When I calculate if a surgeon is lost and I don't have any case in the previous quarter then I can't see the quarter column in my table for that surgeon there for the measure is not calculating him as a lost one
As you can see in my picture Q2 is not showing because that person did not have any cases
This is my caclutaion for lost:
Hi, @mottya
If your problem has been solved, you could accept the helpful answer as solution to close this thread.
If you still need help, please share a sample file for further research.
Best Regards,
Community Support Team _ Eason
Do you have a date table? If so, you could use one measure as just
SUM(surgeries)
and another for
CALCULATE(SUM(Surgeries),
PARALLELPERIOD(DateTable[Dates], -3, MONTH)
)
That second measure will be showing values in current period if there were surgeries in previous period. PARALLELPERIOD does have some pitfalls though that generally show by the period being expanded more than expected. Tend towards using MONTH as the parameter rather than QUARTER or YEAR. Basically use the smallest granularity that you will ever be required to report on.
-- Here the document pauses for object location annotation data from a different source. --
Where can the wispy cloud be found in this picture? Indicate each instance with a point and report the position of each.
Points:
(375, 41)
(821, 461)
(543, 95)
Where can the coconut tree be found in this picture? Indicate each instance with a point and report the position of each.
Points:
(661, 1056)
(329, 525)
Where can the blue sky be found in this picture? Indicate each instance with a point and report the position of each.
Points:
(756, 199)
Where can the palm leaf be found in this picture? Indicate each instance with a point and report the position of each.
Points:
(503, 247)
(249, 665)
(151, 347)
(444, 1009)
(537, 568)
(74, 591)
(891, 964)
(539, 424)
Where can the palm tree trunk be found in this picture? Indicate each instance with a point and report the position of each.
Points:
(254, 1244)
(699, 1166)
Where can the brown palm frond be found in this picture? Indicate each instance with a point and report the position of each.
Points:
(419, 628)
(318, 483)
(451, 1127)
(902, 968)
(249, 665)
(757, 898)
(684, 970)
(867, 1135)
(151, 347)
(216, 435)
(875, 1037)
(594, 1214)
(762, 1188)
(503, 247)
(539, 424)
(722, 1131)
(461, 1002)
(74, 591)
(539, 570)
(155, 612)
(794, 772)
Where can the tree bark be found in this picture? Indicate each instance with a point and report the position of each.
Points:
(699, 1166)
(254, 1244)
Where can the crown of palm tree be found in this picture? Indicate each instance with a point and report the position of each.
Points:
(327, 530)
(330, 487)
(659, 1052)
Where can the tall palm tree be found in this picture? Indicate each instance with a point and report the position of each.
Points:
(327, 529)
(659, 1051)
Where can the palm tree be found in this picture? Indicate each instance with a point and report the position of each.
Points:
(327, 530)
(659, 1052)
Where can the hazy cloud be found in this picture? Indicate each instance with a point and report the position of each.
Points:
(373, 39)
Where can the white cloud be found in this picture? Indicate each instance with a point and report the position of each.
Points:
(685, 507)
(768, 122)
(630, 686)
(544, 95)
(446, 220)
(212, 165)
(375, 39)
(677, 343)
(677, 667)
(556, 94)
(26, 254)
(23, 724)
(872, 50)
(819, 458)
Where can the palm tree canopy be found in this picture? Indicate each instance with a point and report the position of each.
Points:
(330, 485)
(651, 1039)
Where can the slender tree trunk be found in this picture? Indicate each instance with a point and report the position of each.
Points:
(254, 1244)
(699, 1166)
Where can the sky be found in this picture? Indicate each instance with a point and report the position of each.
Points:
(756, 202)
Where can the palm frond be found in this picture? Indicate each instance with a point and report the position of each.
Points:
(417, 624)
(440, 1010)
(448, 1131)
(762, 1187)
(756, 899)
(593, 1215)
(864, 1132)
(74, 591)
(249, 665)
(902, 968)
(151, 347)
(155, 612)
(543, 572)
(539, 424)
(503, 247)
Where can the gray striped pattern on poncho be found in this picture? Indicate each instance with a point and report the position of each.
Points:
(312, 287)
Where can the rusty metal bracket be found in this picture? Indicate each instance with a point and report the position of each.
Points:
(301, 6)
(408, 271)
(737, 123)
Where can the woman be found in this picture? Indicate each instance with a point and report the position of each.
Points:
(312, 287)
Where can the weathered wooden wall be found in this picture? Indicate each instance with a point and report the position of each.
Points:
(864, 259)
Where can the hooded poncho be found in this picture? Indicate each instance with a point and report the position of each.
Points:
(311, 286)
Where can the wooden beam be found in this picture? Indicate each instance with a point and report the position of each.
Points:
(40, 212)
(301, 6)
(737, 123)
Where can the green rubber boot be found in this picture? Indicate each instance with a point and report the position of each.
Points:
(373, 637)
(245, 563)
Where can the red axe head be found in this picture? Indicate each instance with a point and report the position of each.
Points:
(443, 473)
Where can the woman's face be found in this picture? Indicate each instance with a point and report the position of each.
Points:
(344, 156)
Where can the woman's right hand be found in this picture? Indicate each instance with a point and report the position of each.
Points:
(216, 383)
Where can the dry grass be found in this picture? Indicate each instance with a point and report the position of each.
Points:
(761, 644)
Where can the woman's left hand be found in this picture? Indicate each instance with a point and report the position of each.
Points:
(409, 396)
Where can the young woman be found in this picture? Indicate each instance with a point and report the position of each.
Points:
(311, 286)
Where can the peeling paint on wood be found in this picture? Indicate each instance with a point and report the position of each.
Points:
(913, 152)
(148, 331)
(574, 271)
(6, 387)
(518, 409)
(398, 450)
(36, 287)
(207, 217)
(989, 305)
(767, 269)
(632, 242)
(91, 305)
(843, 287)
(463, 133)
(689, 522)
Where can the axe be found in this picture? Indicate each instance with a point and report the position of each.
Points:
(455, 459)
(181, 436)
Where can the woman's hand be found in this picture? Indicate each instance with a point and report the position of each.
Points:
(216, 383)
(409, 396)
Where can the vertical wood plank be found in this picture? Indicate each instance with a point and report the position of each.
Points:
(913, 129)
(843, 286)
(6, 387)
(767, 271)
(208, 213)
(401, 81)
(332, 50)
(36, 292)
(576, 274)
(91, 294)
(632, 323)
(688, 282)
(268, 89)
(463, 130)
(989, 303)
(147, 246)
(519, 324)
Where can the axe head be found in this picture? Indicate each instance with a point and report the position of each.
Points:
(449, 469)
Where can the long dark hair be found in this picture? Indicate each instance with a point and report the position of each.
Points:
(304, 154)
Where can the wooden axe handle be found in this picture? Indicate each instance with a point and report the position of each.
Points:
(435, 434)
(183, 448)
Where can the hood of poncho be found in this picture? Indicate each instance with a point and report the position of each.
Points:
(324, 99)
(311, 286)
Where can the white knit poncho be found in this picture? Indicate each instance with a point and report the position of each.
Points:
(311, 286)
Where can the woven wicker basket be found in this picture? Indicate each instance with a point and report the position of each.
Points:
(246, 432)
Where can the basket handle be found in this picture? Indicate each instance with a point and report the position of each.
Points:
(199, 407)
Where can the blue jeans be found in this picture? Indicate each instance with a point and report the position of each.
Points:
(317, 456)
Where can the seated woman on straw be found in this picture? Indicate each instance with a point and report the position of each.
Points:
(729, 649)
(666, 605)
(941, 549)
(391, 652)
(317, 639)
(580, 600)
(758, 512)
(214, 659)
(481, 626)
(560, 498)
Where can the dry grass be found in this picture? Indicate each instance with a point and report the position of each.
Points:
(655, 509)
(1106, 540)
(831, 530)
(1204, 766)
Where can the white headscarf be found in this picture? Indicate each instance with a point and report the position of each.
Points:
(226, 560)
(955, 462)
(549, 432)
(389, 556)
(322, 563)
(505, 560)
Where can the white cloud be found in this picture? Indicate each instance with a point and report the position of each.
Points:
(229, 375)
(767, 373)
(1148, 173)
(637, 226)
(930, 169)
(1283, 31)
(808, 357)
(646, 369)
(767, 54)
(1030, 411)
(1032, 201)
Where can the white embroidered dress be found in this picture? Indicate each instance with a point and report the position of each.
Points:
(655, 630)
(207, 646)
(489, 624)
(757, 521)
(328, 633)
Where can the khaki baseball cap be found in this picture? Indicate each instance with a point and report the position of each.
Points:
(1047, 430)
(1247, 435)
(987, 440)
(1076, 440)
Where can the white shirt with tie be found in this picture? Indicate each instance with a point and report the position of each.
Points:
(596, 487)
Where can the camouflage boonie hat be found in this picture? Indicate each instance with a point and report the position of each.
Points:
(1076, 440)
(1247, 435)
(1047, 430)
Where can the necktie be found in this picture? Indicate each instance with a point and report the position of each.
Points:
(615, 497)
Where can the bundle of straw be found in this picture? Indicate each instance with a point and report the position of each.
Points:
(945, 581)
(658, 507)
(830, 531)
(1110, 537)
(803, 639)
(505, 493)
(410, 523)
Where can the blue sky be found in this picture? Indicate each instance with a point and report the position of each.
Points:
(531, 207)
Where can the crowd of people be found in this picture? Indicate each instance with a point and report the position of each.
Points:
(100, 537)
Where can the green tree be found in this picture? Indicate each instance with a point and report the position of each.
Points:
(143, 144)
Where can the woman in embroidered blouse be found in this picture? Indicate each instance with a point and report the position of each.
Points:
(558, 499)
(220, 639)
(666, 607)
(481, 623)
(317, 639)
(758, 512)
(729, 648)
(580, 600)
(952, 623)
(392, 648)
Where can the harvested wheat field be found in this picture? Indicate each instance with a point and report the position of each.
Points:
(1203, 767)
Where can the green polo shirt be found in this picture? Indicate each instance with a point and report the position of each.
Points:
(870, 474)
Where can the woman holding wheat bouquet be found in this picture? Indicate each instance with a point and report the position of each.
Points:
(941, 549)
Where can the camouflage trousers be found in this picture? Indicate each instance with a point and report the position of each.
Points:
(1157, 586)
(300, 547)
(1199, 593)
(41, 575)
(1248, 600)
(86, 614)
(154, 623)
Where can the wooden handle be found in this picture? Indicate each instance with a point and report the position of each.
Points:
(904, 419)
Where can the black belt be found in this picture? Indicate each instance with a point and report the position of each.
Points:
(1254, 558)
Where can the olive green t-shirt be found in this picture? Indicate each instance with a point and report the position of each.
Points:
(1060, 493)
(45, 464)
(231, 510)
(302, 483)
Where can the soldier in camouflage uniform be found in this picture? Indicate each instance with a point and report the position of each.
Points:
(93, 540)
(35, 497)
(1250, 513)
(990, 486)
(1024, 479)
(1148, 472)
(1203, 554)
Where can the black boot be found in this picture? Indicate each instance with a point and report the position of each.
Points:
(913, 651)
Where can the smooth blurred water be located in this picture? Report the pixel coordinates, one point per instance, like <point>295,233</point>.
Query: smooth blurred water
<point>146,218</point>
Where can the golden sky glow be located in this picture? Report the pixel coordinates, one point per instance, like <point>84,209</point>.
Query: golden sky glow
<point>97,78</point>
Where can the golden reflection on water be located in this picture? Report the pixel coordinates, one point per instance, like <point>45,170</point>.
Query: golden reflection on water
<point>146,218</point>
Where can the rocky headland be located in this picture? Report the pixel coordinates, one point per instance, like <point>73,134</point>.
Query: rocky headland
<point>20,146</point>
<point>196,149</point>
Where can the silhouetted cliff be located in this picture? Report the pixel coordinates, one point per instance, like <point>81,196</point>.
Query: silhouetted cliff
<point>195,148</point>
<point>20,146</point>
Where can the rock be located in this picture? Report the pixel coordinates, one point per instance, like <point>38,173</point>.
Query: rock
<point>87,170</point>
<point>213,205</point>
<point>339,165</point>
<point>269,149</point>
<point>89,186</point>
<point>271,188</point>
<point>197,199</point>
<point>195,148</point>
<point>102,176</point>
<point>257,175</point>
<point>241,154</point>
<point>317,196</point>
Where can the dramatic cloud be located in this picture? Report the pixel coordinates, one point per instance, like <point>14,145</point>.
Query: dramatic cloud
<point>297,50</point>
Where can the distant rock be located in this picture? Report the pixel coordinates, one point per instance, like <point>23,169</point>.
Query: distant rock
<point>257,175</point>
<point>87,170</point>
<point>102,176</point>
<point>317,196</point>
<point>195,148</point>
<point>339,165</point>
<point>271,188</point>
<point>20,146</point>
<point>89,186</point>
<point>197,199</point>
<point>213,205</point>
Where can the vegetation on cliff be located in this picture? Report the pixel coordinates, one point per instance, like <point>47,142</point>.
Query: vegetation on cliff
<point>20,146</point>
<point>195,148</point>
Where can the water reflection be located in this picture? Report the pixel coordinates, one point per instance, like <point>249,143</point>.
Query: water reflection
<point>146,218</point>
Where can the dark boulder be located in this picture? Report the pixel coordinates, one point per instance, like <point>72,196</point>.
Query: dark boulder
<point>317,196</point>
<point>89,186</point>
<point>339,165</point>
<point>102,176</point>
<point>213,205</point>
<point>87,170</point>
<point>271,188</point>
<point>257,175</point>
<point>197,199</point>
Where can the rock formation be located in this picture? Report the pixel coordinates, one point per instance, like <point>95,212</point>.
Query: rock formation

As far as finding lost customers/surgeons, there are more elegant solutions to it, I prefer the one that uses set notation, but this should get you closer at least.
This is a typical problem of New/Lost Customers (does not matter you're talking about surgeons - the pattern is the same). Please refer to this page www.daxpatterns.com where all of this and much more has been neatly presented. By the way, do not limit the time period to months only. Such a calculation should work for ANY period of time, meaning the measure should be always as general as possible.